Producers should also be aware that when publishing to a clustered node, if one or more destination queues that are bound to the exchange have mirrors in the cluster, it's possible to incur delays in the face of network failures between nodes, due to flow control between replicas and the master queue process. See here for more details.
At the Consumer
In the event of network failure (or a node crashing), messages can be duplicated, and consumers must be prepared to handle them. If possible, the simplest way to handle this is to ensure that your consumers handle messages in an idempotent way rather than explicitly deal with deduplication.
If a message is delivered to a consumer and then requeued (because it was not acknowledged before the consumer connection dropped, for example) then RabbitMQ will set the redelivered flag on it when it is delivered again (whether to the same consumer or a different one). This is a hint that a consumer may have seen this message before (although that's not guaranteed, the message may have made it out of the broker but not into a consumer before the connection dropped). Conversely if the redelivered flag is not set then it is guaranteed that the message has not been seen before. Therefore if a consumer finds it more expensive to deduplicate messages or process them in an idempotent manner, it can do this only for messages with the redelivered flag set.
Consumer Cancel Notification
Under some circumstances the server needs to be able to cancel a consumer - since the queue it was consuming from has been deleted, or has failed over. In this case the consumer should consume again but be aware that it may see messages again which it has already seen.
Note that consumer cancel notification is a RabbitMQ extension to AMQP, and as such may not be supported by all clients.
Messages That Cannot Be Processed
If a consumer determines that it cannot handle a message then it can reject it using basic.reject (or basic.nack), either asking the server to requeue it, or not (in which case the server might be configured to dead-letter it instead.
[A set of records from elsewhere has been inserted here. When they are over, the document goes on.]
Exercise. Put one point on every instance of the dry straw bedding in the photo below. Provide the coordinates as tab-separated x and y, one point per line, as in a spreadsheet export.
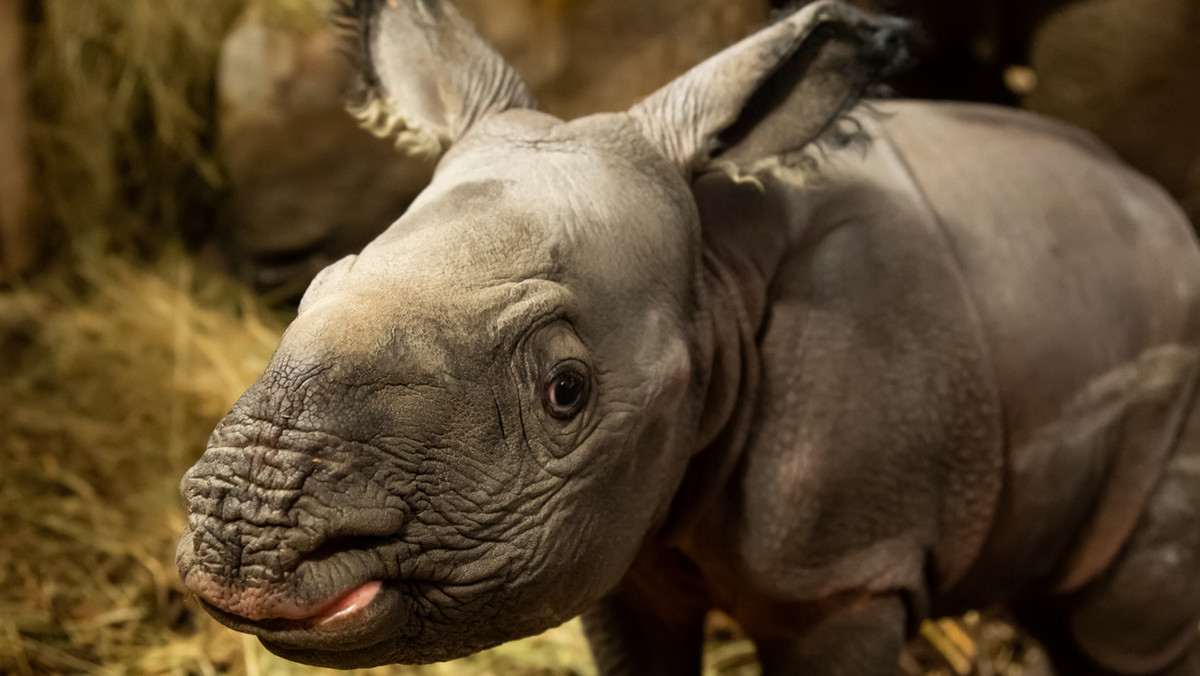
119	358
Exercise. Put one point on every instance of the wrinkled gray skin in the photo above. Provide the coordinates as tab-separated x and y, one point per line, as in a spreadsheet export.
833	388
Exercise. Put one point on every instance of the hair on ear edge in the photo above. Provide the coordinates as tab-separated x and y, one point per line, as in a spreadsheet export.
366	100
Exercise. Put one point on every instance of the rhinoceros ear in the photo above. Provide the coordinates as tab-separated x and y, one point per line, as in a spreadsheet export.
426	75
775	90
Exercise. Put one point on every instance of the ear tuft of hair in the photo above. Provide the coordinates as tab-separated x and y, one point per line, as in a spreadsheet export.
355	22
353	19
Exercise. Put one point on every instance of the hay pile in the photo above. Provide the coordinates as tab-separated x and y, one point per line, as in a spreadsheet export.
117	362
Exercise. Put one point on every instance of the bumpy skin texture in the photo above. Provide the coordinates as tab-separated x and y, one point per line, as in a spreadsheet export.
831	375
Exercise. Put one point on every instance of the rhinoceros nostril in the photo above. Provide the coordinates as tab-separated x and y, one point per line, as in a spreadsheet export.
341	544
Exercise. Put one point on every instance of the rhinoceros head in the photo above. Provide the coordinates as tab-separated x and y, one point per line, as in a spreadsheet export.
472	425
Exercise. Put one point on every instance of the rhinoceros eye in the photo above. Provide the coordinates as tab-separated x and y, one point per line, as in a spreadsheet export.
565	390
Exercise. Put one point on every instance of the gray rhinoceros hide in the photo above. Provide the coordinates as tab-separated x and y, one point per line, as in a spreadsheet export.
747	346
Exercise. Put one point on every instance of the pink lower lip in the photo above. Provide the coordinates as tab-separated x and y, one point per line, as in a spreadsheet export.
349	603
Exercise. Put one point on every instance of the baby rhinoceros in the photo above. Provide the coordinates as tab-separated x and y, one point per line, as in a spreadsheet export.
753	346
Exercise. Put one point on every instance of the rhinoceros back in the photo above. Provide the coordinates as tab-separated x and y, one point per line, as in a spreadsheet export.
1086	279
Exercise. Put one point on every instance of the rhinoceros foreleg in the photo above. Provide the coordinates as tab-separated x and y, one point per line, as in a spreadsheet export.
653	624
631	639
862	638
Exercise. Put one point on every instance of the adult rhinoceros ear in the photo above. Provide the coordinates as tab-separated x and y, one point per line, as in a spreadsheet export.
426	75
775	90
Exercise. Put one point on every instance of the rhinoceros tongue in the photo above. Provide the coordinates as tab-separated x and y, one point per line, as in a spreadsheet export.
347	604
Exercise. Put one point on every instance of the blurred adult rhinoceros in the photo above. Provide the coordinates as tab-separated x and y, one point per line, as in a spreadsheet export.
749	345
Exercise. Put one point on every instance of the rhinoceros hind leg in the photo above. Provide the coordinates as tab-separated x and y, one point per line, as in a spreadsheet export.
1143	616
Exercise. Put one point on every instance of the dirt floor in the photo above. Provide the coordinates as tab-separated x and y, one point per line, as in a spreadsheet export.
113	374
121	353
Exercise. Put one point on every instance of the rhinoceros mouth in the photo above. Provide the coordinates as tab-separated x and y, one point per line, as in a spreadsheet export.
357	618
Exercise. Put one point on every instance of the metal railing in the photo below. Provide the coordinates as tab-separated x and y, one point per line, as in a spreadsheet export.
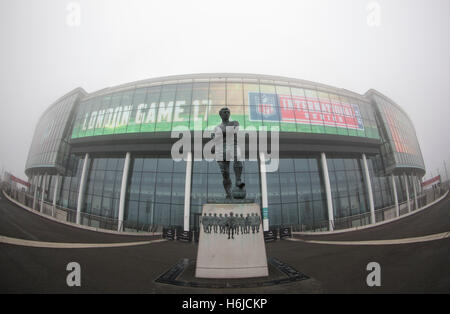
110	223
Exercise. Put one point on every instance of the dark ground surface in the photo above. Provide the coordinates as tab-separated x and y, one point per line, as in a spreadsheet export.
406	268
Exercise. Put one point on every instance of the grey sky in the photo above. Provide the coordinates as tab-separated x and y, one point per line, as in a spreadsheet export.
406	56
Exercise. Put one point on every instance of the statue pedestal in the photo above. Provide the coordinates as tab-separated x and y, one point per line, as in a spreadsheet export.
231	248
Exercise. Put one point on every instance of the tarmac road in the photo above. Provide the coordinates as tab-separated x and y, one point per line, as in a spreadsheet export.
405	268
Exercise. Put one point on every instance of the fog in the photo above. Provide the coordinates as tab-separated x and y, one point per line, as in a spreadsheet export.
400	48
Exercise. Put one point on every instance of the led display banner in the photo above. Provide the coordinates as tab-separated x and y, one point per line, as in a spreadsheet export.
296	109
290	113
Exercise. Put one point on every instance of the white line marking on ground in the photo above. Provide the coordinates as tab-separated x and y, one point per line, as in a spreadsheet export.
427	238
59	245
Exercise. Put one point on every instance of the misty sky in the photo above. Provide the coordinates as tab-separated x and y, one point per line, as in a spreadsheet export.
400	48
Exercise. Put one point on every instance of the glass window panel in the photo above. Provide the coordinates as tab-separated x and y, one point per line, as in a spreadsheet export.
165	164
235	94
165	108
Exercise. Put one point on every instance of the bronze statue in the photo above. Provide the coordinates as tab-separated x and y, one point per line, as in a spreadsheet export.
224	152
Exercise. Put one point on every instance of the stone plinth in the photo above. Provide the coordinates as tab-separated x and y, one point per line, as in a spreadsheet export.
231	248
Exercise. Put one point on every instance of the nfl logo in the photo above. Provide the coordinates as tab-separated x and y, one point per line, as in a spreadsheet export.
263	106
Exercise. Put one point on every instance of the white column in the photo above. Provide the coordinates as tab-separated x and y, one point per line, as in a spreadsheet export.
44	179
55	195
264	197
326	179
82	188
123	191
36	181
369	190
187	191
414	181
407	192
394	188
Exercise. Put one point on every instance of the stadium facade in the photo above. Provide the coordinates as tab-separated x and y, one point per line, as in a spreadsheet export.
106	156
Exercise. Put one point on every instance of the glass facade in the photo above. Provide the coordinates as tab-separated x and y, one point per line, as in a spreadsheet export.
155	190
400	148
50	145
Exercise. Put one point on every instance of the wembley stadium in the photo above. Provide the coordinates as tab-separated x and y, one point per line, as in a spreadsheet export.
103	159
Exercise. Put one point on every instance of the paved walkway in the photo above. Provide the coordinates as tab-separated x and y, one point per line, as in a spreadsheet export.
406	267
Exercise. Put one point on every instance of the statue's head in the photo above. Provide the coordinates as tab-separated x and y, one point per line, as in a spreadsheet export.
224	113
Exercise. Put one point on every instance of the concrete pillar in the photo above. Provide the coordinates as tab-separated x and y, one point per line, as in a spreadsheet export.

Rabbit provides two plugins to assist with distributing nodes over unreliable networks: federation and the shovel. Both are implemented as AMQP clients, so if you configure them to use confirms and acknowledgements, they will retransmit when necessary. Both will use confirms and acknowledgements by default.
When connecting clusters with federation or the shovel, it is desirable to ensure that the federation links and shovels tolerate node failures. Federation will automatically distribute links across the downstream cluster and fail them over on failure of a downstream node. In order to connect to a new upstream when an upstream node fails you can specify multiple redundant URIs for an upstream, or connect via a TCP load balancer.
When using the shovel, it is possible to specify redundant brokers in a source or destination clause; however it is not currently possible to make the shovel itself redundant. We hope to improve this situation in the future; in the mean time a new node can be brought up manually to run a shovel if the node it was originally running on fails.